I can’t help but think that my life would be so much simpler if I were Goro from Mortal Kombat, or at least have four arms like Goro from Mortal Kombat.
So much of the time, I try to do anything at all, while carrying baby in one arm, and it turns out that I’m not very competent at doing a lot of things one-handed. Making a cup of coffee. Untying a knot. Opening any sort of jar or bottle.
Having an extra arm, much less two extra arms would probably increase my general productivity tremendously, and I can only imagine the shit I could get done if two arms were spent placating a baby full-time, while still having two others arms in which I could do absolutely anything at all with. And in the few instances where I can hold the baby in one arm and free up a third arm, then the world can gladly be my bitch in those few times.
I think what I’m really trying to say is that there’s often times in which I feel pretty overwhelmed with just how much stuff I have to do on a daily basis, on top of being a brand new dad. Obviously, there is no set amount of attention and things I have to do with a newborn baby, but then there’s usually a cavalcade of chores and tasks that have to be done on a routine and/or daily basis on top of everything that makes me feel like I have no downtime, ever.
On the weekdays, I trudge out of bed after nights of interrupted sleep due to one or two mid-night feedings, and I hop on my work laptop and do my best to do, work. Baby hangs out with me in the mornings, which isn’t really difficult considering she usually just sleeps in the Mamaroo next to me. By the early afternoon, mythical wife tags in and takes over the majority of baby duty while I finish out my work day, but when my workday is over, I tag in to spell her from baby duty, but that kind of means I’m going directly from my workday into baby duty, and if I’m lucky, I can cumulatively have maybe an hour, possibly two hours in which I actually do stuff for myself.
And in that little time, I can’t really indulge in much; I don’t feel like I’ve got the time to binge stuff on Netflix, especially considering single episodes of the Korean shows I want to watch are all like 90 minutes each because Korea really loves longform and I can kind of see why I’m so long-winded now. I can’t really start any video games, because I generally really like to have three, uninterrupted hours to really start any game, and no matter what, whether I somehow manage to have one or two hours to myself, seldom are they contiguous and without any sorts of interruptions.

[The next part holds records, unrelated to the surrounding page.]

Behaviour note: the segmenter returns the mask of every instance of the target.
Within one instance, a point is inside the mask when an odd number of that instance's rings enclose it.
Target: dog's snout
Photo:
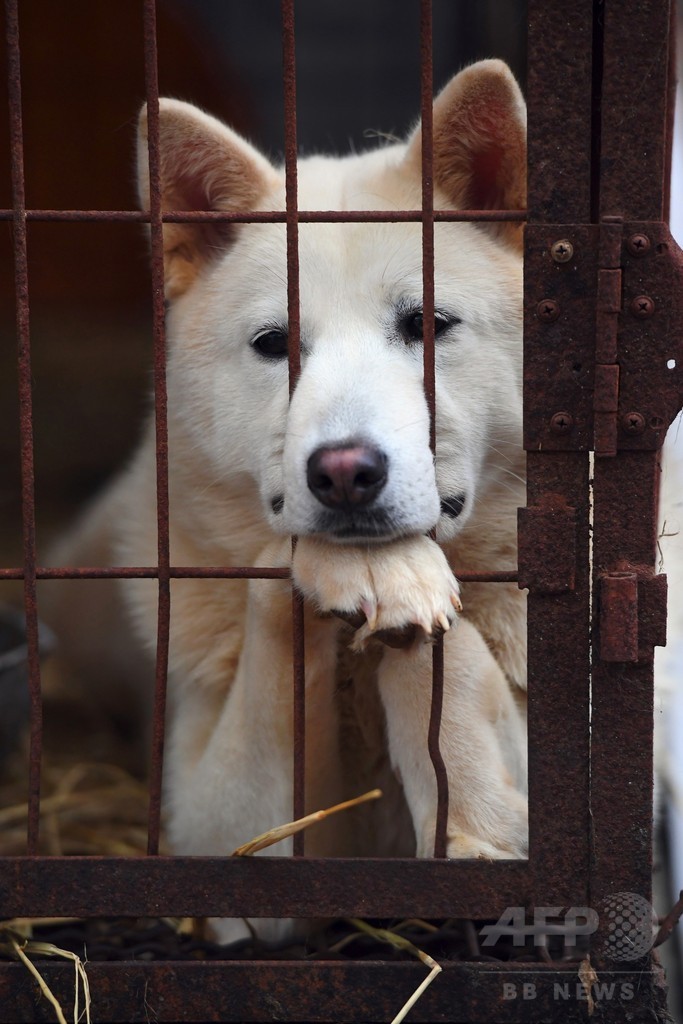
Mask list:
[[[370,505],[387,481],[387,457],[370,444],[319,447],[308,460],[306,479],[328,508]]]

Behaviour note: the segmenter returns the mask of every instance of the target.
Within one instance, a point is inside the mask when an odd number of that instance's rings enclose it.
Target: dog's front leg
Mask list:
[[[299,541],[294,579],[321,611],[357,626],[352,645],[383,640],[379,686],[389,753],[399,774],[418,839],[434,850],[436,783],[427,748],[432,648],[444,636],[441,753],[450,803],[447,853],[453,857],[520,857],[526,848],[525,737],[503,672],[475,627],[451,625],[458,584],[441,549],[427,537],[389,544],[340,546]],[[408,640],[408,649],[394,649]]]
[[[288,540],[263,551],[257,563],[282,565],[290,557]],[[333,620],[310,617],[304,651],[306,812],[338,802],[342,781],[334,700],[339,627]],[[244,641],[227,692],[211,703],[206,702],[210,685],[205,694],[186,686],[178,693],[168,780],[170,833],[176,852],[229,855],[255,836],[294,817],[292,624],[291,584],[250,581]],[[345,852],[337,834],[340,827],[343,822],[340,826],[330,819],[309,829],[306,853]],[[291,840],[264,851],[275,856],[291,852]],[[291,922],[251,924],[270,940],[292,931]],[[246,934],[239,921],[214,922],[214,930],[222,941]]]
[[[444,637],[439,748],[449,779],[450,857],[522,857],[527,846],[525,737],[507,681],[465,620]],[[418,840],[434,853],[436,779],[427,746],[432,648],[387,649],[379,670],[389,753]]]

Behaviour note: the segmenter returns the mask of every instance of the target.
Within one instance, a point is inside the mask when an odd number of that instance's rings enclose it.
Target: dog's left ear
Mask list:
[[[523,210],[526,205],[526,105],[502,60],[481,60],[456,75],[434,100],[435,203],[462,210]],[[422,132],[409,142],[407,161],[421,173]],[[490,224],[520,245],[516,223]]]

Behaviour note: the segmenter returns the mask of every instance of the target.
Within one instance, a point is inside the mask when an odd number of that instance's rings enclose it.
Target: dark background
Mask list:
[[[305,153],[402,135],[420,106],[418,0],[298,0],[298,139]],[[434,84],[480,56],[523,83],[523,0],[435,0]],[[278,159],[279,0],[160,0],[164,95],[198,103]],[[22,0],[27,204],[135,209],[144,99],[140,0]],[[5,66],[0,68],[6,111]],[[0,207],[11,207],[6,114]],[[121,465],[150,403],[150,275],[139,224],[30,223],[38,557]],[[11,226],[0,224],[0,560],[22,560]],[[2,595],[0,595],[1,597]]]

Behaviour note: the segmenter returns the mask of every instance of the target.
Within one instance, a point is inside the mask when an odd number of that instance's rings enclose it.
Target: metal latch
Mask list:
[[[667,577],[617,570],[600,577],[600,659],[637,662],[667,643]]]

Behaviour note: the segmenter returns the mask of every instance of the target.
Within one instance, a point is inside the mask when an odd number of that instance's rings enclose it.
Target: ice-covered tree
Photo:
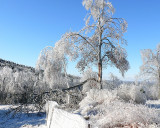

Ironically, this has driven me to write more, because it’s an activity that’s easy to stop and start and be interrupted without worry about ruining the flow of a show or forgetting to what I was doing in a game.
The fact of the matter is that I occasionally have days in which I feel like I don’t ever get any time for myself, and it’s a little deflating whenever those days occur. Believe me, I know that I’m not in a position where my daughter isn’t ever going to not be first, but I always believe there’s importance in still getting some time for myself occasionally.
But if I were Goro, or at least had two extra arms like Goro, I could do so much shit at the same time as being hands-on with the baby, because she only needs two arms, and then I could accomplish so much else with the other two arms and maybe feel like I’m still getting some time for myself.